Language Flags

Translation Disclaimer

HPCwire Enterprise Tech HPCwire Japan

January 26, 2013

The Week in Big Data Research

We span the globe for this week's big data research and development stories. From modeling in Poland and Montreal to analyzing e-literature in Norway and hashing in Japan, this week has a distinct international flair. Also included this week are studies of big data compression out of MIT and private data center access from Microsoft.

In case you missed it, last week's research can be found here. Without further ado, we head to Montreal to kick off this week's big data research.

Democratization of Modeling and Simulations

For researchers at Gdansk University in Poland and McGill University in Montreal, computational science and engineering play a critical role in advancing both research and daily-life challenges across almost every discipline. People apply search engines, social media, and selected aspects of engineering to improve personal and professional growth.

Recently, leveraging such aspects as behavioral model analysis, simulation, big data extraction, and human computation is gaining momentum.
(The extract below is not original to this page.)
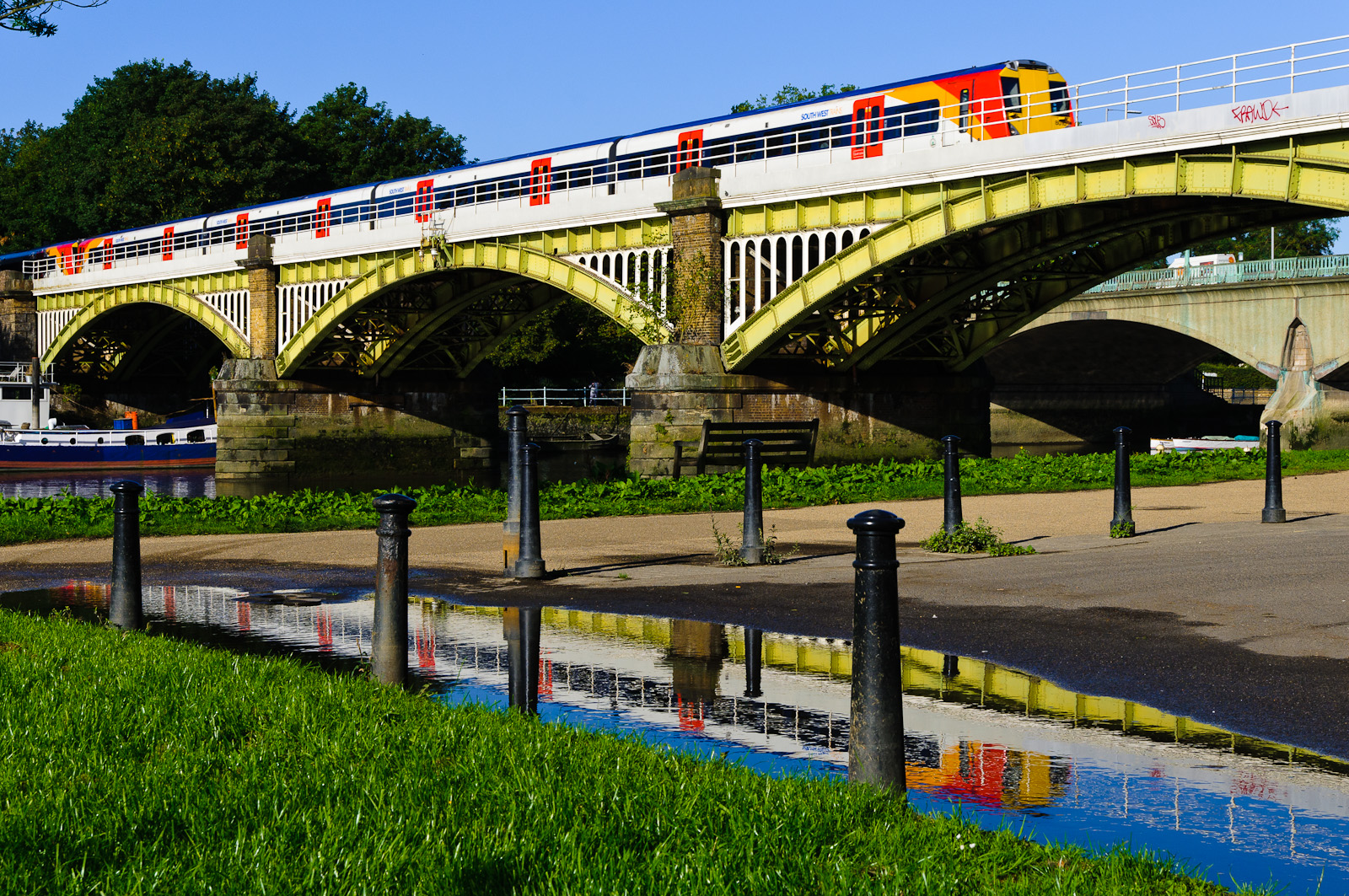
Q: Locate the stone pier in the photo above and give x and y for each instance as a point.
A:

The nexus of the above facilitates mass-scale users in receiving awareness about the surrounding and themselves.

In their research, they propose an online platform for modeling and simulation (M&S) on demand. It aims to allow an average technologist to capitalize on any acquired information and its analysis based on scientifically-founded predictions and extrapolations.

Their overall objective is achieved by leveraging open innovation in the form of crowd-sourcing along with clearly defined technical methodologies and social-network-based processes. The platform aims at connecting users, developers, researchers, passionate citizens, and scientists in a professional network and opens the door to collaborative and multidisciplinary innovations. An example of a domain-specific model of a pick and place machine illustrates how to employ the platform for technical innovation and collaboration.

Next -- Architecture for Compression of Big Data

Architecture for Compression of Big Data

Scaling of networks and sensors has led to exponentially increasing amounts of data.

Researchers from CSAIL at MIT argue that compression is a way to deal with many of these large data sets, and application-specific compression algorithms have become popular in problems with large working sets.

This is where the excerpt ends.